Marta Penter: Tempo Flutuante
Por Kathrin Rosenfield
Acabo de ver as últimas obras de Marta Penter: telas de tamanho médio com impacto grande. Aí estão os corpos dos beautiful people, moças perfeitas de capa de revista, suspensas num espaço clean. Beleza alheia a tudo, a perfeição dessa feminidade de maiô domina, soberana… o vazio. A colocaçao das telas em considerável altura – mais alta que o normal – reforça a semântica: o “não-informado” do espaço branco na metade inferior da tela evoca aquele vago ambíguo do qual emergem as lindezas depiladas, desodorizadas da humanidade multicultural, cool, homogeneizada pelo gesto monótono (Bourdieu diria “habitus”) do hedonismo. Cá estão corpos dos mais diversos cantos do globo – do Brasil ao Vietnam – flutuando em boias rosa choque e verde maçã, entregues a um lazer de proporção metafísica... Num detalhe adivinhamos as piscinas de resorts à beira mar... o quadro todo sugerindo o fluxo contínuo das autorepresentações compulsórias que nos chegam pelo face, instagram e outras mídias sociais, acumulando ad infinitum as obrigatórias poses de gozo sublime.
Mas aí que a onça dá o bote: nesse Olimpo do narcisismo contemporâneo, nesse paraíso das semideusas entregues, inertes, anestesiadas por uma gama de drogas do amplo arsenal da sociedade de consumo, Marta, de repente redireciona o olhar para o enigma da existência e da arte. Dois quadros em preto e branco dissolvem todo o cenário anterior em formas abstratas – as boias viram esculturas, volumes transpostos para a bidimensionalidade, mas ainda assim volumes animados por uma imensa energia oculta.

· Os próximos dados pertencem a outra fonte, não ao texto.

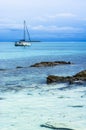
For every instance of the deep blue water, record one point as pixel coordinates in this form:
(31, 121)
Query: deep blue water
(11, 57)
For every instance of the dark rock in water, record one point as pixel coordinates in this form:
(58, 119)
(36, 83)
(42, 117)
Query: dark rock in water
(79, 78)
(18, 67)
(1, 98)
(77, 106)
(53, 127)
(53, 63)
(2, 69)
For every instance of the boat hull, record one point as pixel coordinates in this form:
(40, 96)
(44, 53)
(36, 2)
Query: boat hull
(23, 43)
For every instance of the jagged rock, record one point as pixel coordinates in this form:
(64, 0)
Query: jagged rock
(53, 63)
(53, 127)
(18, 67)
(78, 78)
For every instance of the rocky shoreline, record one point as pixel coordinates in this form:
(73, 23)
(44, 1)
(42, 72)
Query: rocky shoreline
(78, 78)
(53, 63)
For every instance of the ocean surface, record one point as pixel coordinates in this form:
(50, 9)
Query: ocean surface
(26, 101)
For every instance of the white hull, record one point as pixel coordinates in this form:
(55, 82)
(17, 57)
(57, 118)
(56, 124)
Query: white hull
(22, 43)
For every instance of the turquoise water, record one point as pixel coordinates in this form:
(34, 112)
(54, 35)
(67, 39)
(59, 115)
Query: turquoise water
(11, 57)
(26, 101)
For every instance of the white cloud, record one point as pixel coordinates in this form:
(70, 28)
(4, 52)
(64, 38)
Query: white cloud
(57, 29)
(62, 15)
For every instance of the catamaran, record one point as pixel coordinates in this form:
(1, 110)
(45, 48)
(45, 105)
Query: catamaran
(24, 42)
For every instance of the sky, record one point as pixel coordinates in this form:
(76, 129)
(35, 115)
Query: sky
(47, 20)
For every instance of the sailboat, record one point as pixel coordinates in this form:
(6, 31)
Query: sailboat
(24, 42)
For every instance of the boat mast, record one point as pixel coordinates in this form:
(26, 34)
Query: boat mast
(24, 29)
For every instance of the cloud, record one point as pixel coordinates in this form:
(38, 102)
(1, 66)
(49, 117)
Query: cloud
(57, 29)
(62, 15)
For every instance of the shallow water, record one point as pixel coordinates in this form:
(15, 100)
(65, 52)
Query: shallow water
(26, 101)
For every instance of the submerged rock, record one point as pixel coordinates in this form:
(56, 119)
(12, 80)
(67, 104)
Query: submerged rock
(19, 67)
(53, 63)
(53, 127)
(77, 79)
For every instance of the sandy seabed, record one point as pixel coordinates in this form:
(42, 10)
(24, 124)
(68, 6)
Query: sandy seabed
(30, 108)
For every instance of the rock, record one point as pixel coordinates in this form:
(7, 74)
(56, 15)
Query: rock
(19, 67)
(53, 127)
(78, 78)
(53, 63)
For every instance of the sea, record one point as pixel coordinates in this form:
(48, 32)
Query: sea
(27, 102)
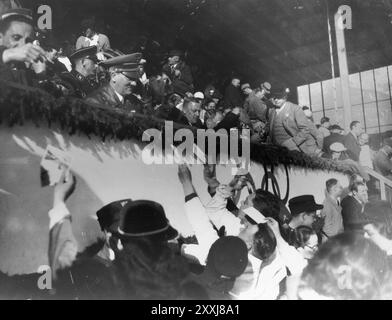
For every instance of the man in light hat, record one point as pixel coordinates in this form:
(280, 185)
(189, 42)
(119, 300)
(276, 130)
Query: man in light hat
(179, 73)
(337, 151)
(118, 93)
(233, 98)
(290, 128)
(382, 159)
(79, 82)
(265, 88)
(254, 106)
(91, 37)
(17, 48)
(335, 136)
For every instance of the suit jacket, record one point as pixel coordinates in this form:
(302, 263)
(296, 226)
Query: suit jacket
(334, 137)
(303, 132)
(353, 217)
(353, 147)
(106, 96)
(255, 108)
(233, 97)
(77, 85)
(184, 82)
(383, 163)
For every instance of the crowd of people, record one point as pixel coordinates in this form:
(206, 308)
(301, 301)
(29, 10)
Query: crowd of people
(257, 249)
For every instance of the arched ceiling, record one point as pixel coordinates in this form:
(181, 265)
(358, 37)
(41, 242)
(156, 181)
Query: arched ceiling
(275, 40)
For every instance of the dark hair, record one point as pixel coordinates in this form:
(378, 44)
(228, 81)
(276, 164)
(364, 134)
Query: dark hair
(188, 101)
(356, 185)
(356, 257)
(6, 23)
(353, 124)
(331, 183)
(148, 269)
(300, 237)
(264, 242)
(267, 204)
(353, 179)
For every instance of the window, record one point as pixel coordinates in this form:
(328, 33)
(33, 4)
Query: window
(355, 89)
(370, 95)
(368, 89)
(316, 98)
(303, 96)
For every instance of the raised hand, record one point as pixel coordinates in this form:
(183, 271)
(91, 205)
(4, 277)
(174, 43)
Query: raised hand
(29, 52)
(184, 174)
(64, 189)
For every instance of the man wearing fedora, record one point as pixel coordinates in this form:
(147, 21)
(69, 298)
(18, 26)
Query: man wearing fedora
(232, 97)
(382, 159)
(303, 211)
(78, 83)
(20, 60)
(118, 93)
(335, 136)
(353, 206)
(254, 106)
(290, 128)
(179, 73)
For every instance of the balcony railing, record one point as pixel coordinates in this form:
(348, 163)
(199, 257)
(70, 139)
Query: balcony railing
(384, 184)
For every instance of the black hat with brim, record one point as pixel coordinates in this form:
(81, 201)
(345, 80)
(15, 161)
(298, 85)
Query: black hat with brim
(144, 218)
(85, 53)
(17, 13)
(228, 256)
(176, 52)
(305, 203)
(109, 216)
(126, 64)
(280, 93)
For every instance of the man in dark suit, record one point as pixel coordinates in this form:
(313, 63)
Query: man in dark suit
(233, 96)
(382, 159)
(77, 83)
(20, 60)
(351, 140)
(353, 207)
(335, 136)
(290, 128)
(179, 73)
(124, 72)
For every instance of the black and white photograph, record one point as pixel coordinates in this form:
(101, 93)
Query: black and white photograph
(196, 154)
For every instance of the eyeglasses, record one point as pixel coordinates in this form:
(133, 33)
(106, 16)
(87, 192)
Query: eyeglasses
(313, 248)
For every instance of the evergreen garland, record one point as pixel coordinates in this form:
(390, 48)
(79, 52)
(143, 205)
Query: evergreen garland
(19, 104)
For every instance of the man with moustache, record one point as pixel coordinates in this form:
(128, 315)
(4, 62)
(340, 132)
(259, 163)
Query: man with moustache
(118, 93)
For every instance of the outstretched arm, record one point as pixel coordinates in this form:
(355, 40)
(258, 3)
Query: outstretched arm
(197, 217)
(62, 243)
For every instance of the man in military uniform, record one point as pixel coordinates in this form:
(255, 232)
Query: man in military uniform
(118, 93)
(21, 60)
(81, 80)
(179, 73)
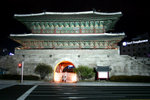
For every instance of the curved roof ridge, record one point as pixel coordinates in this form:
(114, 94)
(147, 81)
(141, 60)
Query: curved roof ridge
(68, 13)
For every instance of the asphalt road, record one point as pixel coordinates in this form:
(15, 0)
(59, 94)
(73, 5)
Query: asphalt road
(54, 92)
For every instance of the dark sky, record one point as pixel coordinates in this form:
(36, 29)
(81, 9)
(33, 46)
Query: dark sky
(135, 19)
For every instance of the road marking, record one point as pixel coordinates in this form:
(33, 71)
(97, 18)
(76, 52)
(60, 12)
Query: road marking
(27, 93)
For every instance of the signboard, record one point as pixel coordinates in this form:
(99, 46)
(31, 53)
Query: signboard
(103, 75)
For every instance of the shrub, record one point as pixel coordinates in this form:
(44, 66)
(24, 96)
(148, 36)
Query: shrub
(43, 70)
(84, 72)
(134, 78)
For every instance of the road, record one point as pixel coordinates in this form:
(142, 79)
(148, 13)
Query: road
(56, 92)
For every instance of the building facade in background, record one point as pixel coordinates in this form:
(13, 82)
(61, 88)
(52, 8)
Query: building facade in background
(63, 39)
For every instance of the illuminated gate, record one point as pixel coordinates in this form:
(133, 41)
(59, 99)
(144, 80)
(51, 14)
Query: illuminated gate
(63, 72)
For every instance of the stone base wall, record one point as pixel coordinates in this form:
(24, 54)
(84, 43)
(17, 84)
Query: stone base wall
(119, 64)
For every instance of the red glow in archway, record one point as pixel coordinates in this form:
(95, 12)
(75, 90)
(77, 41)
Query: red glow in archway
(63, 72)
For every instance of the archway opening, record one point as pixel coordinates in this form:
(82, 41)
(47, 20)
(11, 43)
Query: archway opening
(64, 72)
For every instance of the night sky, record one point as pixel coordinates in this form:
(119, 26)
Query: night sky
(135, 19)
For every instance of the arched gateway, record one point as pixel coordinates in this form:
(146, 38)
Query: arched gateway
(63, 72)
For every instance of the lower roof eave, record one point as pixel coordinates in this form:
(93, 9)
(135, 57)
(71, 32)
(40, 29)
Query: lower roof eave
(85, 34)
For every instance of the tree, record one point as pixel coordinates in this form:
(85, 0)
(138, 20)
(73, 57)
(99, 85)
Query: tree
(84, 72)
(43, 70)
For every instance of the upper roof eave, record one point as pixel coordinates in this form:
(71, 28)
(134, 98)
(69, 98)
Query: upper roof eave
(67, 13)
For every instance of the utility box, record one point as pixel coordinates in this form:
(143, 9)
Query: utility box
(102, 72)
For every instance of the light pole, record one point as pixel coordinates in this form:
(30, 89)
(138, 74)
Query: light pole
(22, 71)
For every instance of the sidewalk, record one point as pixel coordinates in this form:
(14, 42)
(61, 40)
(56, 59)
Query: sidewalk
(8, 83)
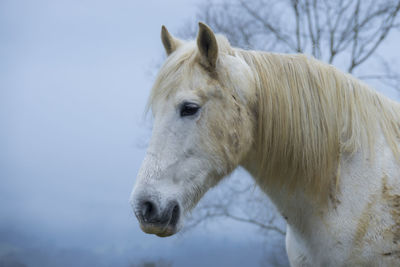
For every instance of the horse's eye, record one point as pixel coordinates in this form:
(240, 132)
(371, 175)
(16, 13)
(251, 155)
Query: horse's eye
(189, 109)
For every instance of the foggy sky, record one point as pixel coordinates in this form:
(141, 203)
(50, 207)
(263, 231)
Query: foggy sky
(74, 79)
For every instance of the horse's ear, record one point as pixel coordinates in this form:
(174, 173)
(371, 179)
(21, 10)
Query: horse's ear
(207, 44)
(170, 43)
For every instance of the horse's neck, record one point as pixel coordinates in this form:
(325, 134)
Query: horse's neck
(294, 205)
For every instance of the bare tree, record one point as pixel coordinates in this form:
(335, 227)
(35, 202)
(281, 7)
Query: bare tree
(346, 33)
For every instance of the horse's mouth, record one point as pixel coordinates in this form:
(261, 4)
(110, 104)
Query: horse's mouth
(150, 228)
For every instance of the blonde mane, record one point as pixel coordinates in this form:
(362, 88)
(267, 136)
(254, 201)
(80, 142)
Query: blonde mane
(309, 113)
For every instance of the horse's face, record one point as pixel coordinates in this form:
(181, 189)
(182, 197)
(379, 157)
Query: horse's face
(199, 136)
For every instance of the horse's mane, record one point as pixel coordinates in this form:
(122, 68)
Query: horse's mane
(309, 114)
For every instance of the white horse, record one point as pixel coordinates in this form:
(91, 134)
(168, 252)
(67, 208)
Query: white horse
(320, 143)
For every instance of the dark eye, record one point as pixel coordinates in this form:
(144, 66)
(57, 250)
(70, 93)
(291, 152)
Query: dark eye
(189, 109)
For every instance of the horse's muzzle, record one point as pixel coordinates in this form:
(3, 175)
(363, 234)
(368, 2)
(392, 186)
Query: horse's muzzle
(153, 220)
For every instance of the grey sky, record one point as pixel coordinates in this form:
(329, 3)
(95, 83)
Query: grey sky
(73, 86)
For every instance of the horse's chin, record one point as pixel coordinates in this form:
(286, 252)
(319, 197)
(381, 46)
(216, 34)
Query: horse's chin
(159, 231)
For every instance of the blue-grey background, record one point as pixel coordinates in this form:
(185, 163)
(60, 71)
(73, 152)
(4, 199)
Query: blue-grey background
(74, 79)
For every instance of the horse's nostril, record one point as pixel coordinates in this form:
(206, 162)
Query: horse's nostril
(175, 214)
(148, 210)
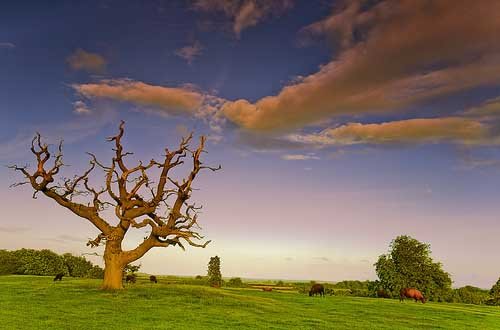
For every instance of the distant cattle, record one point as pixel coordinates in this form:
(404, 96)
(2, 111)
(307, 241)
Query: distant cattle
(411, 293)
(58, 277)
(130, 278)
(381, 293)
(317, 289)
(329, 291)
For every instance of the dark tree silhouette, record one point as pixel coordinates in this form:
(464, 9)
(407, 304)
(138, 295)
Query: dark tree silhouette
(214, 274)
(166, 211)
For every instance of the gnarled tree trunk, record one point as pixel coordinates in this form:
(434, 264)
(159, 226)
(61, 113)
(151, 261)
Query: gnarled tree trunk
(138, 202)
(114, 264)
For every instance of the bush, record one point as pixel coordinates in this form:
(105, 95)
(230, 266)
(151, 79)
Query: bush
(43, 262)
(9, 264)
(76, 266)
(95, 272)
(213, 273)
(235, 282)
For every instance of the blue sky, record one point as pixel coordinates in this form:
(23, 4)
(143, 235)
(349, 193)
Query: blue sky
(339, 125)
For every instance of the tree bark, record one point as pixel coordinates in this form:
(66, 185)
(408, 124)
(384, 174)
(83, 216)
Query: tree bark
(113, 267)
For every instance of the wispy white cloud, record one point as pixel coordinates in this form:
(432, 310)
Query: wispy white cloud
(190, 52)
(299, 157)
(244, 13)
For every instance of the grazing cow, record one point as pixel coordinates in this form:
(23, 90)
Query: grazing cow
(411, 293)
(381, 293)
(317, 289)
(130, 278)
(58, 277)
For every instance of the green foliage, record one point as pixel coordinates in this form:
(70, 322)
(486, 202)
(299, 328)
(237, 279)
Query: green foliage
(46, 262)
(235, 282)
(131, 269)
(213, 273)
(468, 295)
(95, 272)
(9, 264)
(495, 289)
(77, 266)
(43, 262)
(494, 299)
(409, 264)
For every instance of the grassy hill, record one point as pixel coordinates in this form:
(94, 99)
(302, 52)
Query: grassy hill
(35, 302)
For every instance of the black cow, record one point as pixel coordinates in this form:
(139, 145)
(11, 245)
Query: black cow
(317, 289)
(58, 277)
(130, 278)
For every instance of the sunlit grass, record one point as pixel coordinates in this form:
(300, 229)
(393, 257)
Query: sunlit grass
(33, 302)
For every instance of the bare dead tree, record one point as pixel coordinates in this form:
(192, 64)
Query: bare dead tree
(166, 211)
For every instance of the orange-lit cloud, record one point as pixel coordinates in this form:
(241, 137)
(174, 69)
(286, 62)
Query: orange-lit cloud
(489, 109)
(449, 129)
(83, 60)
(244, 13)
(392, 55)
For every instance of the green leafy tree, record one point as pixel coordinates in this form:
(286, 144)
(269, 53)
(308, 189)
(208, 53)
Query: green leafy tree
(409, 264)
(214, 274)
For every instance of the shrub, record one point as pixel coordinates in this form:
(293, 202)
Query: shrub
(214, 274)
(9, 264)
(95, 272)
(235, 282)
(76, 266)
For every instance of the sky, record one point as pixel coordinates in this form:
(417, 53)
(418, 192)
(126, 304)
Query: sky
(339, 125)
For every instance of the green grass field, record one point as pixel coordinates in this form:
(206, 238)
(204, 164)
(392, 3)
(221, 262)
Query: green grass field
(36, 302)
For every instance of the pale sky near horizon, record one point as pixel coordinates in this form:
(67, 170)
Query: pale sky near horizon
(339, 126)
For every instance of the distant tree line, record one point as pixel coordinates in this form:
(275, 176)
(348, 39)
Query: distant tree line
(46, 262)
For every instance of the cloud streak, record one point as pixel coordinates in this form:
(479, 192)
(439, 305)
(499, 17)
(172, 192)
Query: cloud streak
(412, 131)
(171, 100)
(392, 55)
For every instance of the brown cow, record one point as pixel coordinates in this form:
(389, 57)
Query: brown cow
(130, 278)
(317, 289)
(58, 277)
(411, 293)
(381, 293)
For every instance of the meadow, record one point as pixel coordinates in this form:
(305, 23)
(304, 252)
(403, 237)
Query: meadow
(36, 302)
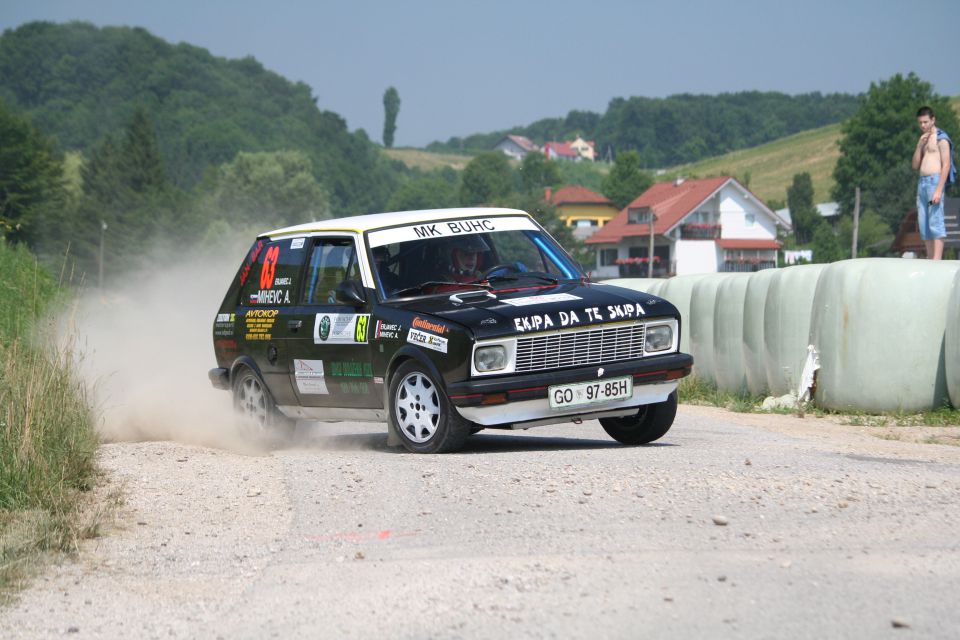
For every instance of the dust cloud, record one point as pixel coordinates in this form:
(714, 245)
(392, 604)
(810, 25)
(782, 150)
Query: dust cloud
(146, 344)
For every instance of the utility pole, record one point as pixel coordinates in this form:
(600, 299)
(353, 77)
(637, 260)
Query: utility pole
(103, 232)
(653, 219)
(856, 221)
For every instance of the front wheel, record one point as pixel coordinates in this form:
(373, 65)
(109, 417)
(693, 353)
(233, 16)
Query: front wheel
(421, 413)
(647, 425)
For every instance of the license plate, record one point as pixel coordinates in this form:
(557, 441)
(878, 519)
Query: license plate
(580, 393)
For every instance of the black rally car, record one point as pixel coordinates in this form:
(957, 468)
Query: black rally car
(441, 323)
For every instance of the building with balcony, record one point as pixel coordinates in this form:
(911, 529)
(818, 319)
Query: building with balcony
(696, 226)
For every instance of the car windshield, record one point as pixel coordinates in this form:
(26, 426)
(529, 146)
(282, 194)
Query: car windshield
(462, 255)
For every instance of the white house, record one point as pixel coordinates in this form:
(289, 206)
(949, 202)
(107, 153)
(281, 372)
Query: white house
(699, 226)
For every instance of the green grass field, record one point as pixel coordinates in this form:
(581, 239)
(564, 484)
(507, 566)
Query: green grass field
(47, 438)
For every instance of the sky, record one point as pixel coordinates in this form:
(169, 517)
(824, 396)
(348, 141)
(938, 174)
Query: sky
(467, 67)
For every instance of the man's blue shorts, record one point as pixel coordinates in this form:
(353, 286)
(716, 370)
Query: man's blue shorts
(930, 216)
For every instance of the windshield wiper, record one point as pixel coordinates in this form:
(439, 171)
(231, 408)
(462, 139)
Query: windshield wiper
(417, 288)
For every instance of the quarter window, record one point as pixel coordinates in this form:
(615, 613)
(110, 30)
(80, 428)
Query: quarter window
(332, 261)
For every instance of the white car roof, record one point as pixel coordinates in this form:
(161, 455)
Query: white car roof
(373, 221)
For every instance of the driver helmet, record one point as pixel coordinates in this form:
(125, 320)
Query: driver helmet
(465, 254)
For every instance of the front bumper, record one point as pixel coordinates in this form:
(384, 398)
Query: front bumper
(523, 398)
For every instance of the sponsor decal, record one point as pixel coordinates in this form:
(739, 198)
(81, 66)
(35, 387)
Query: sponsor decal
(270, 296)
(608, 313)
(428, 340)
(354, 388)
(309, 377)
(254, 253)
(341, 328)
(269, 268)
(450, 228)
(383, 330)
(360, 335)
(436, 327)
(550, 297)
(258, 323)
(351, 369)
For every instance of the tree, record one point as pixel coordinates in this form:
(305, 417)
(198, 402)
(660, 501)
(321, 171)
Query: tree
(538, 172)
(485, 178)
(269, 188)
(827, 245)
(878, 141)
(626, 181)
(31, 177)
(803, 213)
(391, 107)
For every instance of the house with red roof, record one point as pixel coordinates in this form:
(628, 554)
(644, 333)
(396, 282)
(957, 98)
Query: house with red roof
(516, 146)
(560, 151)
(698, 226)
(584, 210)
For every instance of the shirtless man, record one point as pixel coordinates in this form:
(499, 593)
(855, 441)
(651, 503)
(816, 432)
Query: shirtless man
(932, 159)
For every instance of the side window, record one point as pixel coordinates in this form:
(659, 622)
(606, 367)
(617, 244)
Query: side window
(272, 274)
(332, 261)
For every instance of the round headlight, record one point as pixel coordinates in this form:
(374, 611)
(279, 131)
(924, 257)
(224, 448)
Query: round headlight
(492, 358)
(659, 338)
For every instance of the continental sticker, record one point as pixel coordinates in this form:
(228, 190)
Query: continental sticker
(428, 340)
(309, 376)
(341, 328)
(544, 299)
(386, 331)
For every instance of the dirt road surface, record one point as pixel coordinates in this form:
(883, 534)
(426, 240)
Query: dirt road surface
(731, 526)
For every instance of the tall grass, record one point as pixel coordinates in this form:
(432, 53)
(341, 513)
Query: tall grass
(47, 439)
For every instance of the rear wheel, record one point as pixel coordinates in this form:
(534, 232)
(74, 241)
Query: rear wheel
(259, 417)
(421, 413)
(647, 425)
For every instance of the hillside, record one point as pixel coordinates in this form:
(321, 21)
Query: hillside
(772, 166)
(78, 83)
(681, 128)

Esse dinamismo aparece em detalhes apenas. Aqui uma mão crispada que deixa adivinhar o rosto e o corpo ocultos de quem sopra para inflar esse volume; acolá um fragmento de perna. Mas tudo aquilo que não se vê dos corpos parece engajado num forço hercúleo para insuflar vida e volume nessas formas ainda em expansão. É interessante como esse drama aflore paradoxalmente pelo sumiço da pintura figurativa. Essa recua e dá espaço à abstração e à reflexão; das moças representadas no seu repouso glorioso passamos a apresentação de algo mais exigente e despojado: assistimos a uma dimensão difícil de nomear que é a arte na sua pureza e abstração, a energia e o imenso esforço que a animam, a luta demorada pela forma , pelo volume, pela textura e profundidade. É como se a paixão da pintora se fizesse presente e tangível nesses quadros, como se os quadros a apresentassem in absentia.
Há nessa sequência de quadros e fotos um humor seco que me lembrou uma das marotas letras da Bossa Nova de Vinicius de Moraes que diz: “Para viver um grande amor, tem que ter peito – peito de remador!”
E esse peito de remador não falta à Marta.